Cost of sales. Cost of sales decreased $0.9 million or 20.7%, to $3.6 million, or 46.7% of net sales in the three months ended June 30, 2009 from $4.6 million, or 52.2% of net sales in the three months ended June 30, 2008. The decrease was primarily the result of the decrease in product sales during the quarter which accounted for $0.5 million of the decrease, as well as by a $0.4 million decrease in EMD related costs.

Research and development. Research and development expense decreased $1.9 million or 60.0% to $1.3 million or 16.6% of net sales in the three months ended June 30, 2009 from $3.2 million or 36.8% of net sales in the three months ended June 30, 2008. The decrease in research and development expense in the quarter was primarily due to a reduction in headcount related costs and a decrease in cost from third-party subcontractors of $1.0 million and $1.1 million, respectively. This was offset by an increase in deferred EMD related direct costs of $0.4 million. The significant research and development costs in the prior period primarily related to the Eclipse program that ended during the fourth quarter of fiscal year 2008. Since the termination of the Eclipse program the Company has reduced the total number of employees in the research and development department and has streamlined its research and development functions.

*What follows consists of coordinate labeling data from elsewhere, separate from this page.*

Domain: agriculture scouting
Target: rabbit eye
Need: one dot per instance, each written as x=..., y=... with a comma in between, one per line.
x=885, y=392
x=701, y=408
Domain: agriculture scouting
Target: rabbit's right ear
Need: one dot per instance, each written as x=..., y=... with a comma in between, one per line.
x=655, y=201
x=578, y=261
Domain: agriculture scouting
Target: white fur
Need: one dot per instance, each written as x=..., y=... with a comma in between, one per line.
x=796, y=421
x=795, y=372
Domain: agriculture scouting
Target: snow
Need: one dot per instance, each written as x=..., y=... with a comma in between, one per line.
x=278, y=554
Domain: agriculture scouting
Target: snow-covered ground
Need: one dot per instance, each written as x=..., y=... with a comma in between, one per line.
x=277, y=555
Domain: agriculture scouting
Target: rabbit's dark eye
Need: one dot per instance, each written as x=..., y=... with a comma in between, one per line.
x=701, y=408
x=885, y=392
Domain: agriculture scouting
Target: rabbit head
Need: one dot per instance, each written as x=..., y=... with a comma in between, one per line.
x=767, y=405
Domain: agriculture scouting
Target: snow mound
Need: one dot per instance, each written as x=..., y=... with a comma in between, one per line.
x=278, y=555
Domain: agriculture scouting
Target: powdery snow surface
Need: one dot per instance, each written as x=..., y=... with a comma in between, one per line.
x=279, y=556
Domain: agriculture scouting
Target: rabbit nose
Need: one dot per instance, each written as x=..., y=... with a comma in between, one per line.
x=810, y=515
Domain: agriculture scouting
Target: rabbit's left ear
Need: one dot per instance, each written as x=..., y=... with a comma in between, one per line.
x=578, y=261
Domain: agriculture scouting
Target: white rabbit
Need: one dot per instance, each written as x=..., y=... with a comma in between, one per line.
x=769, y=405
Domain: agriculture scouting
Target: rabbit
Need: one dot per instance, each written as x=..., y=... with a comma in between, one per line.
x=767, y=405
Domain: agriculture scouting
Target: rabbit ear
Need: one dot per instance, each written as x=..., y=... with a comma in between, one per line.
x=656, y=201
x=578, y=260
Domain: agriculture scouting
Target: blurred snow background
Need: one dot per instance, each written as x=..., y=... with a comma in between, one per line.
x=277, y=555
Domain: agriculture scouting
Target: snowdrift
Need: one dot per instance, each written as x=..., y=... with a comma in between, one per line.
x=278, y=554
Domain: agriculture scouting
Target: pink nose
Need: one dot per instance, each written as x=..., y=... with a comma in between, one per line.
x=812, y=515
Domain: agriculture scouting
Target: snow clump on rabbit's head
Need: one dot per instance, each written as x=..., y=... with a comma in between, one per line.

However, the Company continues to invest in on-going research and development of our core products.


Table of Contents

Selling, general, and administrative.Selling, general and administrative expenses decreased $1.4 million, or 43.9%, to $1.8 million, or 23.7% of net sales in the three months ended June 30, 2009 from $3.2 million or 37.5% of net sales in the three months ended June 30, 2008. The decrease was primarily due to a reduction in professional fees, specifically legal costs, as well as a decrease in headcount related costs of $0.5 million and $0.5 million respectively. During the three months ended June 30, 2008 the Company incurred $0.5 million of legal fees in connection with litigation related to protecting its Intellectual Property.

Interest income. Interest income was $63,000 in the three months ended June 30, 2009 as compared to $284,000 in the three months ended June 30, 2008. The decrease in interest income was primarily the result of our reduced average cash balance in the current quarter as compared to the same period in the prior year as well as lower interest rates in the quarter as compared to the same period in the prior year.

Interest expense. Interest expense was $20,000 in the three months ended June 30, 2009 as compared to $33,000 in the three months ended June 30, 2008. The reduction was primarily due to lower interest rates in effect during the period compared to the same period in the prior year.

Income tax expense (benefit). The income tax benefit for the three months ended June 30, 2009 was $199,000 as compared to $256,000 for the three months ended June 30, 2008. The decrease in the income tax benefit for the three months ended June 30, 2009 is due to a decrease in the FIN 48 liability upon the expiration of certain state statutes of limitations in the three months ended June 30, 2008. The Company continues to maintain a full valuation allowance as of the period ended June 30, 2009 on its net deferred tax assets. In accordance with FAS 109 the Company will continue to evaluate the need for a full or partial valuation allowance on a quarterly basis.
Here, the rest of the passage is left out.